Chandrababu Naidu, the man who transformed a sleepy southern capital into one of India's most consequential technology cities and who now dreams of a quantum-powered greenfield capital rising on the banks of the Krishna, sees the future not as a forecast but as a blueprint.
The 2024 elections delivered one of Andhra Pradesh's most emphatic verdicts. The TDP-led NDA alliance swept back to power with 164 of 175 seats, and on June 12, 2024, Chandrababu Naidu was sworn in as Chief Minister for a record fourth time - surpassing even the legendary NT Rama Rao. He secured 21 of 25 Lok Sabha seats. The people of Andhra Pradesh had spoken with rare clarity: bring back the builder.
The architect of modern Hyderabad
To understand Naidu's significance, return to 1995, when a 45-year-old leader took the oath, convinced that knowledge would be the new capital. He sat across the table from Bill Gates, a 10-minute meeting that stretched to 45, and persuaded Microsoft to set up its largest development centre outside the US in Hyderabad. He championed the laying of fibre-optic cables when the concept was still alien to much of India, and seeded 700 engineering colleges to create a human capital pipeline that the IT industry still draws upon today.
Later, alongside Atal Bihari Vajpayee, he co-conceived the Golden Quadrilateral - India's 5,846-kilometre highway backbone. He championed the Open Sky Policy, democratising air travel for millions. His execution of the Pattiseema project - the first of its kind in India, lifting Godavari waters into the Krishna basin - remains a masterclass in hydraulic engineering and political will.
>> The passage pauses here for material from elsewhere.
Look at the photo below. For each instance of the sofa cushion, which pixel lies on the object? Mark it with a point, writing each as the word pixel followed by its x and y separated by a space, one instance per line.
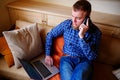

His "Vision 2020" was also a detailed engineering blueprint, and much of it came true.
Still Hungry
At 76, he is building something few Indian states have attempted before: Amaravati, a greenfield capital anchored by a Quantum Valley housing IBM's 156-qubit Quantum System Two, with dedicated hubs for Artificial Intelligence, Space, Electronics, and Drones. He has declared that Amaravati will surpass Hyderabad. As he told an audience at ISB: "I thought the knowledge economy was the future, and that was the decision in 1995. I built it brick by brick."
In his current term, Naidu has focused both on wealth creation and wealth distribution. Andhra Pradesh has attracted investments worth 25% of India's total in under two years.
His policy framework attests to the progress. His government is moving away from traditional family planning toward a proactive Population Management Policy. His Zero Poverty mission is ambitious - a pledge that no family in Andhra Pradesh shall remain trapped in deprivation, that the fruits of technology and growth shall reach everyone.
And threading through it all is fierce Telugu pride. Naidy has made the promotion of the Telugu language and culture a policy priority, establishing institutions to preserve Telugu art and heritage. His Vision 2047 echoes this goal: to position the Telugu community as the number one global community - excelling in technology, business, and culture globally.
At 76, Naidu remains a man with a plan.